The approval is based on results from the ALPHA Phase 3 trial in which Voydeya met the primary endpoint of variation in haemoglobin levels from baseline to week 12
AstraZeneca gets EC approval for Voydeya in the treatment of PNH in certain types of patients. (Credit: AstraZeneca)
The European Commission has approved AstraZeneca’s Voydeya (danicopan) as an add-on to standard-of-care Ultomiris (ravulizumab) or Soliris (eculizumab) for the treatment of paroxysmal nocturnal haemoglobinuria (PNH).
Voydeya is a first-in-class, oral, Factor D inhibitor. It has been approved as add-on therapy for adult PNH patients in the European Union (EU) who have residual haemolytic anaemia.
It previously received breakthrough therapy designation from the US Food and Drug Administration and PRIority MEdicines (PRIME) status from the European Medicines Agency.
Additionally, it has obtained orphan drug designation in the US, the EU, and Japan for PNH treatment.

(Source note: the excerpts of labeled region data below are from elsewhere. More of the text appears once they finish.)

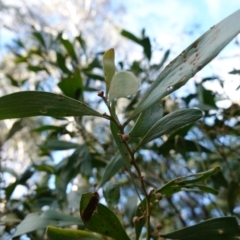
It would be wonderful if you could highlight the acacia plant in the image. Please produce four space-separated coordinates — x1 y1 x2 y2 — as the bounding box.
0 10 240 240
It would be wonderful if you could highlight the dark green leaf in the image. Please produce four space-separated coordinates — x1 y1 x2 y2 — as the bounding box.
58 71 83 100
13 210 82 237
121 30 142 45
40 139 79 150
0 91 102 120
47 226 102 240
138 109 203 148
129 102 163 137
80 193 129 240
5 119 24 141
28 65 48 72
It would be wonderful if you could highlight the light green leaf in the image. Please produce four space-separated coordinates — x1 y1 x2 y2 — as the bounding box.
80 193 129 240
47 226 102 240
161 217 240 240
137 109 203 149
109 71 139 101
129 102 163 137
103 48 115 93
135 166 222 240
0 91 102 120
13 210 83 237
128 10 240 121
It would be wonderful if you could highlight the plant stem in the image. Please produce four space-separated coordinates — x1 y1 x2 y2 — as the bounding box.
101 92 151 240
121 141 151 240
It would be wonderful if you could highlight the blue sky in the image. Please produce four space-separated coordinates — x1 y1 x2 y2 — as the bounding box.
114 0 240 103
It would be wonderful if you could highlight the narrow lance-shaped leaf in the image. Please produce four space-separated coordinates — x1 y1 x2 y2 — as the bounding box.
47 226 102 240
13 210 83 237
80 193 129 240
137 109 202 148
103 48 115 93
109 71 139 101
128 10 240 121
0 91 102 120
135 166 221 237
129 102 163 137
98 152 124 188
161 217 240 240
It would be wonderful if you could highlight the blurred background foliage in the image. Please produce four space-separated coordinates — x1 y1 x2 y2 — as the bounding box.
0 0 240 239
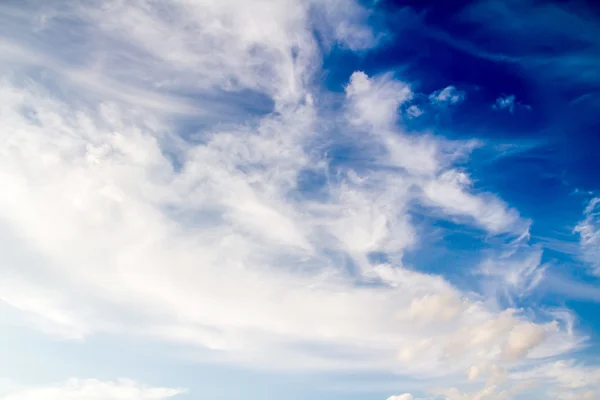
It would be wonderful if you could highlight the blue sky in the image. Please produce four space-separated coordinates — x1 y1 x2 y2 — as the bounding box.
0 0 600 400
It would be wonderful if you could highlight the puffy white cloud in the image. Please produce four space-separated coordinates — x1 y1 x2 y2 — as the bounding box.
387 393 413 400
0 0 592 399
429 86 465 105
0 379 185 400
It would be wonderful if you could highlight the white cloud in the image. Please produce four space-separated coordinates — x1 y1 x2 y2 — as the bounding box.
387 393 413 400
0 0 592 399
406 104 423 118
492 94 531 114
429 86 465 105
574 198 600 275
0 379 185 400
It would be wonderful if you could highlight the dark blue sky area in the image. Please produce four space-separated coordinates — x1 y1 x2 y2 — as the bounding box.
325 0 600 234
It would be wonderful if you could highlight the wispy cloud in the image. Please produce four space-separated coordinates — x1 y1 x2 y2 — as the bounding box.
0 0 583 400
1 379 185 400
574 197 600 275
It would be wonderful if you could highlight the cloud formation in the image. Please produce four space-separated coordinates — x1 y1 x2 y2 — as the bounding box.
0 0 589 400
0 379 185 400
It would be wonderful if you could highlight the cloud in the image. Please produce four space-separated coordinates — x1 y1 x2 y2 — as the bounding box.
574 198 600 275
493 94 516 113
429 86 465 106
0 0 582 399
0 379 185 400
387 393 413 400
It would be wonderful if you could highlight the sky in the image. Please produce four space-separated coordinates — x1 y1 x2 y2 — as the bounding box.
0 0 600 400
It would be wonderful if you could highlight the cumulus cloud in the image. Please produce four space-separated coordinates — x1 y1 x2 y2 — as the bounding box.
429 86 465 105
387 393 413 400
1 379 185 400
0 0 592 400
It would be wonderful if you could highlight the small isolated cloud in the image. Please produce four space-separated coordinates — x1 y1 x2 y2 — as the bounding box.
406 104 423 118
429 86 465 106
574 197 600 275
492 94 531 113
1 379 186 400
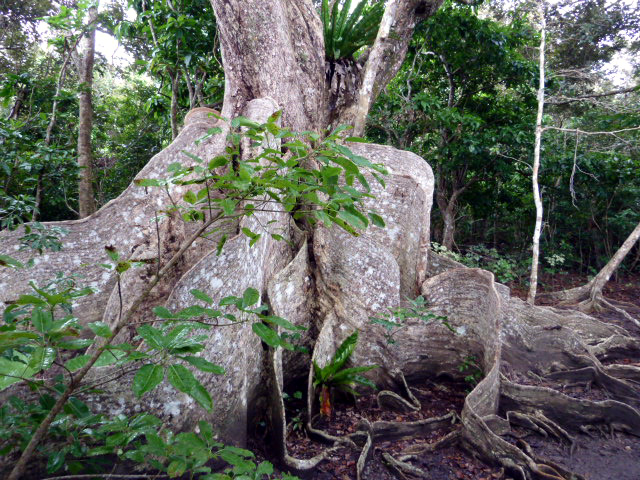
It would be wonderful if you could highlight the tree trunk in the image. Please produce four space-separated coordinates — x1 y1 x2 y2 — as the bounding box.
547 218 640 311
169 70 180 140
0 0 640 480
78 5 98 218
527 2 547 305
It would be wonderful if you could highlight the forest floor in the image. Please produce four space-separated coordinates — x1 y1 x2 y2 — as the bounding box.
256 275 640 480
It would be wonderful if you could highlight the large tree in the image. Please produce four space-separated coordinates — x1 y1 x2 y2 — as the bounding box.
0 0 640 480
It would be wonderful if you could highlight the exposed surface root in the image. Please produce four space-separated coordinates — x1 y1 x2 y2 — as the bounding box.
382 452 429 479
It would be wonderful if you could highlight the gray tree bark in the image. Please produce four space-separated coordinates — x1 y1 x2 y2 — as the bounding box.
0 0 640 480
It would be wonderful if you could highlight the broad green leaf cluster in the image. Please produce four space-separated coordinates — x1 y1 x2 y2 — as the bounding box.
320 0 384 60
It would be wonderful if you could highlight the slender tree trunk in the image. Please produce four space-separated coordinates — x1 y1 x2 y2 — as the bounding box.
527 2 547 305
169 70 180 140
436 185 466 250
78 5 98 218
31 172 44 222
549 223 640 311
589 222 640 300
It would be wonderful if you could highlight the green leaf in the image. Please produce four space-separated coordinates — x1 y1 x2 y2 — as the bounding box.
131 364 164 398
218 198 238 216
153 306 176 318
331 330 358 371
251 322 282 348
180 356 224 375
167 459 187 478
29 347 58 371
0 254 24 268
56 338 93 350
65 355 91 372
88 322 113 338
182 190 198 205
209 155 230 170
338 209 369 230
368 212 385 228
93 350 127 367
31 308 53 333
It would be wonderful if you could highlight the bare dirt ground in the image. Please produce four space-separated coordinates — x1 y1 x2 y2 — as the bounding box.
257 275 640 480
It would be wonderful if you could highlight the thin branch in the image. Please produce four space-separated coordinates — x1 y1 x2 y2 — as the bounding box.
545 85 640 105
44 473 169 480
542 126 640 136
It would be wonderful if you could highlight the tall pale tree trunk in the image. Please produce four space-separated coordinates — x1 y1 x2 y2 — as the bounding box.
78 2 98 218
8 0 640 480
169 70 180 140
527 2 547 305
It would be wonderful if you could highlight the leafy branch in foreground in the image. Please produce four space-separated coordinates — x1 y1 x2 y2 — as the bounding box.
0 114 386 480
135 112 387 240
369 296 456 345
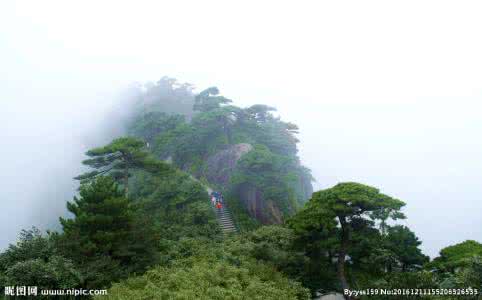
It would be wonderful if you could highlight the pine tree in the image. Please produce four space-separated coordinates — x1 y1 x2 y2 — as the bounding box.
75 137 169 197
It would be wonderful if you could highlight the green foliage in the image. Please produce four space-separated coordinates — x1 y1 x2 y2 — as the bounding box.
75 137 169 196
124 82 312 223
100 232 309 299
0 227 82 289
231 145 298 215
289 182 408 289
429 240 482 272
57 177 157 287
193 87 232 112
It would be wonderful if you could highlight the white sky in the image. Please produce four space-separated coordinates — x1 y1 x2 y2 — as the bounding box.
0 0 482 256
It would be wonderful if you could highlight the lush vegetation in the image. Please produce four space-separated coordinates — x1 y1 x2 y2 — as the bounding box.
0 78 482 299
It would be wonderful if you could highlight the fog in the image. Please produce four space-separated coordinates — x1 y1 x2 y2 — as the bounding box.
0 1 482 256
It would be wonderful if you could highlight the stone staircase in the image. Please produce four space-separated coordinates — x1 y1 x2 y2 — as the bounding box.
214 207 238 234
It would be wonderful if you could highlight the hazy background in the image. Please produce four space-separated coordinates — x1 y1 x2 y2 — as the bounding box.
0 0 482 256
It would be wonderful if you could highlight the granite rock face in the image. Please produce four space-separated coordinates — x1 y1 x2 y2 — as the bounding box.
206 144 253 186
205 143 283 224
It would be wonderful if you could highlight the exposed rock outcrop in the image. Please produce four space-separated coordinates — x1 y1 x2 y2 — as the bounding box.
206 144 253 186
205 144 283 224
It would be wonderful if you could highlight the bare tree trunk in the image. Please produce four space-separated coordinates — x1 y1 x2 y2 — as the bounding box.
337 216 352 300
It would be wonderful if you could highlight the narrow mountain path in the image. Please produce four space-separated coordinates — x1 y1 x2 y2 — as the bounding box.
214 206 238 234
186 175 238 234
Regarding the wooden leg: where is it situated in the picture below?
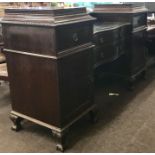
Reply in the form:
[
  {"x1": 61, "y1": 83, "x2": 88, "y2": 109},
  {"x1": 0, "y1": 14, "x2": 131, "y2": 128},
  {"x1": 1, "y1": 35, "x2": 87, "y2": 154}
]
[
  {"x1": 10, "y1": 114, "x2": 23, "y2": 131},
  {"x1": 127, "y1": 77, "x2": 135, "y2": 91},
  {"x1": 52, "y1": 130, "x2": 67, "y2": 152},
  {"x1": 142, "y1": 70, "x2": 147, "y2": 80},
  {"x1": 89, "y1": 109, "x2": 98, "y2": 123}
]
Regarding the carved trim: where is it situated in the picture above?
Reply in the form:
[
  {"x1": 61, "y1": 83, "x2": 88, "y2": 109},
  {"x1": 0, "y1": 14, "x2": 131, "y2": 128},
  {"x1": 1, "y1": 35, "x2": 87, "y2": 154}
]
[
  {"x1": 3, "y1": 43, "x2": 94, "y2": 60},
  {"x1": 4, "y1": 48, "x2": 58, "y2": 59}
]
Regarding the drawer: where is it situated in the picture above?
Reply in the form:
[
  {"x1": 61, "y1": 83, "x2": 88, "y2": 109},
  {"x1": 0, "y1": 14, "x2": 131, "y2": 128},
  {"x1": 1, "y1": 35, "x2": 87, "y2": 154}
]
[
  {"x1": 93, "y1": 29, "x2": 119, "y2": 45},
  {"x1": 132, "y1": 13, "x2": 147, "y2": 28},
  {"x1": 56, "y1": 22, "x2": 93, "y2": 52},
  {"x1": 94, "y1": 43, "x2": 124, "y2": 65},
  {"x1": 119, "y1": 25, "x2": 131, "y2": 39}
]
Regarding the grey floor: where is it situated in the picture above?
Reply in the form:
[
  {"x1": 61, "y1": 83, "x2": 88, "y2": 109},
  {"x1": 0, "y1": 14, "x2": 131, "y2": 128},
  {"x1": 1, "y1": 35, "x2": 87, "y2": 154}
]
[{"x1": 0, "y1": 67, "x2": 155, "y2": 153}]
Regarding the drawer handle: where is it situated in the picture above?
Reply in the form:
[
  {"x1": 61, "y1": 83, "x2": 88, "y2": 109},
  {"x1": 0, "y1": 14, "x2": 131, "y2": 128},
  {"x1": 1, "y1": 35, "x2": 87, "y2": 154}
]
[
  {"x1": 100, "y1": 38, "x2": 104, "y2": 44},
  {"x1": 73, "y1": 33, "x2": 79, "y2": 42},
  {"x1": 100, "y1": 52, "x2": 104, "y2": 58}
]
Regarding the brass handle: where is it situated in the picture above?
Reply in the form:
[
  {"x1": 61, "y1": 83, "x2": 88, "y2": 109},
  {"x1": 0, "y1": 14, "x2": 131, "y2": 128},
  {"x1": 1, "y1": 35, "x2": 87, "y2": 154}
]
[
  {"x1": 100, "y1": 52, "x2": 104, "y2": 58},
  {"x1": 72, "y1": 33, "x2": 79, "y2": 42},
  {"x1": 100, "y1": 38, "x2": 104, "y2": 44}
]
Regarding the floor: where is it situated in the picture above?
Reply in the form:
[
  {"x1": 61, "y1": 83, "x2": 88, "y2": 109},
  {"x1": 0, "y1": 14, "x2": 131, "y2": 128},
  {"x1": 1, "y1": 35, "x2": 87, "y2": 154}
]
[{"x1": 0, "y1": 67, "x2": 155, "y2": 153}]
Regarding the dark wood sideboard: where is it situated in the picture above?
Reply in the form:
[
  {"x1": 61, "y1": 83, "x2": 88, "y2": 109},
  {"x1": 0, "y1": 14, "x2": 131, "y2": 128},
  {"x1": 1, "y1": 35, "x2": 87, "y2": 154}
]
[
  {"x1": 2, "y1": 8, "x2": 95, "y2": 151},
  {"x1": 91, "y1": 4, "x2": 147, "y2": 84},
  {"x1": 93, "y1": 22, "x2": 131, "y2": 68}
]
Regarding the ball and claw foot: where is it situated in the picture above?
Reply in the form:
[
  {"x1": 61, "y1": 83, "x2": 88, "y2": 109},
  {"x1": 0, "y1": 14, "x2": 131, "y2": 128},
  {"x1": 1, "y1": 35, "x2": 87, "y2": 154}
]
[
  {"x1": 10, "y1": 114, "x2": 23, "y2": 132},
  {"x1": 127, "y1": 78, "x2": 135, "y2": 91},
  {"x1": 89, "y1": 110, "x2": 98, "y2": 124},
  {"x1": 56, "y1": 144, "x2": 65, "y2": 152},
  {"x1": 52, "y1": 130, "x2": 68, "y2": 152}
]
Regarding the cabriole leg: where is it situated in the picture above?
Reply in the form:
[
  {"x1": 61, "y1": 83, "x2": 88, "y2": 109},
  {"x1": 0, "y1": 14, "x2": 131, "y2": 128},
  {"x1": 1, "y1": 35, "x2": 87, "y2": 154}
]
[
  {"x1": 52, "y1": 130, "x2": 67, "y2": 152},
  {"x1": 10, "y1": 114, "x2": 23, "y2": 131}
]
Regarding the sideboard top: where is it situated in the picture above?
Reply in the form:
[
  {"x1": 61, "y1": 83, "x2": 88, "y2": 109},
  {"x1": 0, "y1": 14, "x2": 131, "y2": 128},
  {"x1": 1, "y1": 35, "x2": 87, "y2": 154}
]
[
  {"x1": 5, "y1": 7, "x2": 86, "y2": 17},
  {"x1": 94, "y1": 4, "x2": 147, "y2": 13},
  {"x1": 1, "y1": 7, "x2": 95, "y2": 26}
]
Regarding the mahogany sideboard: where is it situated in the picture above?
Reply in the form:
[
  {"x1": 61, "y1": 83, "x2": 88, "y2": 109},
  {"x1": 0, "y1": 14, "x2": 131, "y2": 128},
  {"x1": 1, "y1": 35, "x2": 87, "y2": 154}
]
[
  {"x1": 91, "y1": 4, "x2": 147, "y2": 87},
  {"x1": 2, "y1": 8, "x2": 95, "y2": 151}
]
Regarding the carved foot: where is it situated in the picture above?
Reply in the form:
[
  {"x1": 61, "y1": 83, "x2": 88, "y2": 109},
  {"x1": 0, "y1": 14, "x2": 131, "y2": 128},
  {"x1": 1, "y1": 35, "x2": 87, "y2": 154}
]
[
  {"x1": 142, "y1": 70, "x2": 147, "y2": 80},
  {"x1": 52, "y1": 130, "x2": 67, "y2": 152},
  {"x1": 10, "y1": 114, "x2": 23, "y2": 131},
  {"x1": 127, "y1": 78, "x2": 135, "y2": 91},
  {"x1": 89, "y1": 109, "x2": 98, "y2": 123}
]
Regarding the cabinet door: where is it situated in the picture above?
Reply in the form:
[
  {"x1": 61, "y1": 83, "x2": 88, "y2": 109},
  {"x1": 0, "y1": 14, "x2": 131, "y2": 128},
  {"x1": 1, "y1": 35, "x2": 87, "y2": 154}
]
[
  {"x1": 130, "y1": 30, "x2": 146, "y2": 72},
  {"x1": 59, "y1": 46, "x2": 93, "y2": 125}
]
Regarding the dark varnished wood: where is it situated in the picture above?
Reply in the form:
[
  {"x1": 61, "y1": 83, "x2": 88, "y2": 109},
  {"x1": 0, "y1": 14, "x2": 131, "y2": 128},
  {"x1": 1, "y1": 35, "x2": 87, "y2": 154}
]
[
  {"x1": 91, "y1": 4, "x2": 147, "y2": 86},
  {"x1": 2, "y1": 8, "x2": 95, "y2": 151}
]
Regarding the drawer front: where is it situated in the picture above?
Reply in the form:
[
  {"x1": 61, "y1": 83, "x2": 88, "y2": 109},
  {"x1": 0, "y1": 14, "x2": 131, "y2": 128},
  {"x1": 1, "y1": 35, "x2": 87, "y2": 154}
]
[
  {"x1": 56, "y1": 22, "x2": 93, "y2": 52},
  {"x1": 119, "y1": 25, "x2": 131, "y2": 39},
  {"x1": 93, "y1": 29, "x2": 119, "y2": 45},
  {"x1": 132, "y1": 13, "x2": 147, "y2": 28},
  {"x1": 94, "y1": 43, "x2": 124, "y2": 66}
]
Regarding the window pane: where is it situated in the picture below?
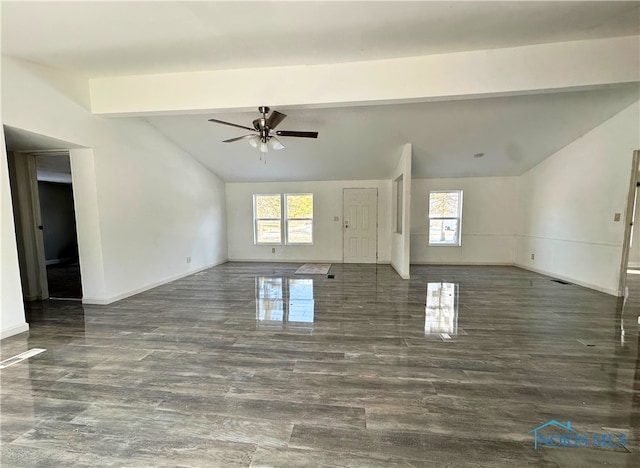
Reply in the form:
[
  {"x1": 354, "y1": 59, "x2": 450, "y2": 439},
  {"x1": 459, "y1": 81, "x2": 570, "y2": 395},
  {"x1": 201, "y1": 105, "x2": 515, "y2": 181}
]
[
  {"x1": 256, "y1": 195, "x2": 281, "y2": 219},
  {"x1": 287, "y1": 219, "x2": 313, "y2": 244},
  {"x1": 256, "y1": 219, "x2": 280, "y2": 244},
  {"x1": 429, "y1": 219, "x2": 458, "y2": 244},
  {"x1": 429, "y1": 192, "x2": 460, "y2": 218},
  {"x1": 287, "y1": 194, "x2": 313, "y2": 219}
]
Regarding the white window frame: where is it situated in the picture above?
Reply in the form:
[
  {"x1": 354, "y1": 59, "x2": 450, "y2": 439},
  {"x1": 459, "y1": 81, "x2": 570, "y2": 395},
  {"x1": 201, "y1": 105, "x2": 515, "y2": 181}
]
[
  {"x1": 282, "y1": 193, "x2": 315, "y2": 245},
  {"x1": 253, "y1": 192, "x2": 315, "y2": 246},
  {"x1": 253, "y1": 193, "x2": 283, "y2": 245},
  {"x1": 427, "y1": 190, "x2": 462, "y2": 247}
]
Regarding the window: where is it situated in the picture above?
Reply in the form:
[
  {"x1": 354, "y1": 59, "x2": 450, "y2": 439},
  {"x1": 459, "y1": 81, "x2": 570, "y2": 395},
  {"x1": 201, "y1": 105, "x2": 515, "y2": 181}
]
[
  {"x1": 253, "y1": 193, "x2": 313, "y2": 245},
  {"x1": 285, "y1": 193, "x2": 313, "y2": 244},
  {"x1": 253, "y1": 194, "x2": 282, "y2": 244},
  {"x1": 429, "y1": 190, "x2": 462, "y2": 246}
]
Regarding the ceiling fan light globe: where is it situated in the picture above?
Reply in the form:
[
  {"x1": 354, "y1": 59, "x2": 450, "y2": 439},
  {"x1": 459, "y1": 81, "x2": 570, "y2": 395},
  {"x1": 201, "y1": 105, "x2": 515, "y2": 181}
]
[{"x1": 269, "y1": 137, "x2": 284, "y2": 151}]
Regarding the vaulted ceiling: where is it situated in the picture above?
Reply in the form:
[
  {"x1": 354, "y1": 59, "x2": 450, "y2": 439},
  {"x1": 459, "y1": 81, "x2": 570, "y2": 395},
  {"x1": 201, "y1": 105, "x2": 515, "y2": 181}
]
[{"x1": 2, "y1": 1, "x2": 640, "y2": 181}]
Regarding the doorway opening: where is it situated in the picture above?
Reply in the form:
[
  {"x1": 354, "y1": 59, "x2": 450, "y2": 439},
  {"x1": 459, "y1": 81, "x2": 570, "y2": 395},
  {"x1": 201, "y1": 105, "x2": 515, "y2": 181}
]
[
  {"x1": 36, "y1": 152, "x2": 82, "y2": 299},
  {"x1": 7, "y1": 148, "x2": 82, "y2": 301}
]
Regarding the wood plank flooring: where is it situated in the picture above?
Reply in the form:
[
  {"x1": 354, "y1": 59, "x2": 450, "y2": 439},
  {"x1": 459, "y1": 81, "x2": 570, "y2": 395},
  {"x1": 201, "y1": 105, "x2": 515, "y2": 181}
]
[{"x1": 0, "y1": 263, "x2": 640, "y2": 468}]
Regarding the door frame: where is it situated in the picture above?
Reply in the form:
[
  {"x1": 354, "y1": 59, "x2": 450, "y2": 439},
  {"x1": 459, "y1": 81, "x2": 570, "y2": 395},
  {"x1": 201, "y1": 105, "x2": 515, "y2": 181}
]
[
  {"x1": 342, "y1": 187, "x2": 380, "y2": 265},
  {"x1": 618, "y1": 150, "x2": 640, "y2": 297}
]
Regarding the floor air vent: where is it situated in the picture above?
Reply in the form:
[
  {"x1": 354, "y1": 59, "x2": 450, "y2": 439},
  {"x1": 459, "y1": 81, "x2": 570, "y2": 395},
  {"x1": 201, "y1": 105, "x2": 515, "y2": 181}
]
[{"x1": 0, "y1": 348, "x2": 46, "y2": 369}]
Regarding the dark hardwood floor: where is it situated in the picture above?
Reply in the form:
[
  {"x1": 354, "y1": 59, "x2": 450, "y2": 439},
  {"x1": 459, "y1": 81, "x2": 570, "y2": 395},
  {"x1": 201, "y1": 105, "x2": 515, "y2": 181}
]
[{"x1": 0, "y1": 263, "x2": 640, "y2": 468}]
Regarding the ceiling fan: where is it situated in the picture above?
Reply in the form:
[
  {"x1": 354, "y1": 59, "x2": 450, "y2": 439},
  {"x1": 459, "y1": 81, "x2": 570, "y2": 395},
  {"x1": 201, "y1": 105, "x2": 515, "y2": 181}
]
[{"x1": 209, "y1": 106, "x2": 318, "y2": 153}]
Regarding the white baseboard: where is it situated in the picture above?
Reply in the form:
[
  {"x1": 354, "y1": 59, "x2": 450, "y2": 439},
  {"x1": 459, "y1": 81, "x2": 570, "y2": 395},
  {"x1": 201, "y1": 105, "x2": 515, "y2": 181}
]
[
  {"x1": 229, "y1": 258, "x2": 391, "y2": 265},
  {"x1": 411, "y1": 261, "x2": 518, "y2": 266},
  {"x1": 0, "y1": 322, "x2": 29, "y2": 340},
  {"x1": 391, "y1": 262, "x2": 411, "y2": 279},
  {"x1": 513, "y1": 264, "x2": 618, "y2": 297},
  {"x1": 82, "y1": 260, "x2": 228, "y2": 305},
  {"x1": 229, "y1": 258, "x2": 342, "y2": 263}
]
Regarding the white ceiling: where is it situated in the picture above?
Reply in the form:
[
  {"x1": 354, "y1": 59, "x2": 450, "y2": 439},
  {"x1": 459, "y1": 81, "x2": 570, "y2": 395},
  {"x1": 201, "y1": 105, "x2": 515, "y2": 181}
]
[
  {"x1": 1, "y1": 1, "x2": 640, "y2": 181},
  {"x1": 147, "y1": 84, "x2": 640, "y2": 181},
  {"x1": 2, "y1": 1, "x2": 640, "y2": 77}
]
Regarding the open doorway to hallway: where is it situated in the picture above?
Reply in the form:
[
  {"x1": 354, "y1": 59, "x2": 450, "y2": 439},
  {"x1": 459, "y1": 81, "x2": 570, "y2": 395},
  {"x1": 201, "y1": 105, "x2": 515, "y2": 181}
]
[
  {"x1": 4, "y1": 126, "x2": 82, "y2": 301},
  {"x1": 36, "y1": 152, "x2": 82, "y2": 299}
]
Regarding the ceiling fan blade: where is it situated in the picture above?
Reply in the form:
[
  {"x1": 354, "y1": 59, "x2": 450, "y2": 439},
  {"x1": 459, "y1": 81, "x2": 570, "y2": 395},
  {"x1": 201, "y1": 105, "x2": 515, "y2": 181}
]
[
  {"x1": 209, "y1": 119, "x2": 255, "y2": 132},
  {"x1": 267, "y1": 111, "x2": 287, "y2": 130},
  {"x1": 222, "y1": 134, "x2": 256, "y2": 143},
  {"x1": 275, "y1": 130, "x2": 318, "y2": 138}
]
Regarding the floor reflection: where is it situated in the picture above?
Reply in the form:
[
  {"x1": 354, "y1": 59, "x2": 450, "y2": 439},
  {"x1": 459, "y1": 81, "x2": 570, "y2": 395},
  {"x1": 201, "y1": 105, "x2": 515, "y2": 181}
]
[
  {"x1": 424, "y1": 283, "x2": 458, "y2": 340},
  {"x1": 256, "y1": 276, "x2": 315, "y2": 328}
]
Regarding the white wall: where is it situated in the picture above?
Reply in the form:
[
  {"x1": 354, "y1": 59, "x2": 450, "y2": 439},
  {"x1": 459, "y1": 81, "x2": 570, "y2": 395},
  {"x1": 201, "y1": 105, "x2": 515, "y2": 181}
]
[
  {"x1": 2, "y1": 57, "x2": 227, "y2": 312},
  {"x1": 0, "y1": 138, "x2": 29, "y2": 339},
  {"x1": 411, "y1": 177, "x2": 518, "y2": 265},
  {"x1": 391, "y1": 143, "x2": 413, "y2": 279},
  {"x1": 629, "y1": 200, "x2": 640, "y2": 268},
  {"x1": 515, "y1": 102, "x2": 640, "y2": 294},
  {"x1": 226, "y1": 180, "x2": 391, "y2": 263}
]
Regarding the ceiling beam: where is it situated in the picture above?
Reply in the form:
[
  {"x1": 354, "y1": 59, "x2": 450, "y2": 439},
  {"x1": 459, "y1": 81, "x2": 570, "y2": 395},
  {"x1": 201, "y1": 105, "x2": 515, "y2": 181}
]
[{"x1": 90, "y1": 36, "x2": 640, "y2": 116}]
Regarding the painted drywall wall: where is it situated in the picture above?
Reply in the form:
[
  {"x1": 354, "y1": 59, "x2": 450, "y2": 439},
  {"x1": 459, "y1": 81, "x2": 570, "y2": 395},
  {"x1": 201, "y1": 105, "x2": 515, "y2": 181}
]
[
  {"x1": 515, "y1": 102, "x2": 640, "y2": 294},
  {"x1": 629, "y1": 200, "x2": 640, "y2": 268},
  {"x1": 411, "y1": 177, "x2": 518, "y2": 265},
  {"x1": 2, "y1": 57, "x2": 227, "y2": 303},
  {"x1": 390, "y1": 143, "x2": 412, "y2": 279},
  {"x1": 0, "y1": 142, "x2": 29, "y2": 339},
  {"x1": 38, "y1": 181, "x2": 78, "y2": 264},
  {"x1": 226, "y1": 179, "x2": 391, "y2": 263}
]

Voydeya was previously approved as an add-on therapy alongside ravulizumab or eculizumab for specific adult PNH patients in the US and Japan.
Its approval in the EU is based on results from the ALPHA Phase 3 trial and follows the positive opinion of the Committee for Medicinal Products for Human Use in February.
The ALPHA study assessed the efficacy and safety of Voydeya as add-on treatment in patients with PNH who experienced clinically significant extravascular haemolysis (EVH) while subjected to treatment with a C5 inhibitor.
The global, double-blind, multiple-dose, placebo-controlled study randomised patients in a 2:1 ratio to receive either Voydeya or a placebo along with their ongoing C5 inhibitor therapy of Soliris or Ultomiris, for 12 weeks.
According to the results, Voydeya met the primary endpoint of variation in haemoglobin levels from baseline to week 12.
It also met all key secondary endpoints including transfusion avoidance and change in the Functional Assessment of Chronic Illness Therapy – Fatigue score.
The Factor D inhibitor was generally well tolerated with no new safety concerns reported.
Alexion, AstraZeneca Rare Disease CEO Marc Dunoyer said: “For patients with PNH, Voydeya as an add-on therapy has been shown to address signs and symptoms of clinically significant EVH, including anaemia, while maintaining standard-of-care treatment with Soliris or Ultomiris.
“We look forward to making this first-in-class Factor D inhibitor available to patients in Europe and to advancing access around the globe.”
Alexion is currently exploring Voydeya’s potential as a monotherapy for geographic atrophy in a Phase 2 clinical trial.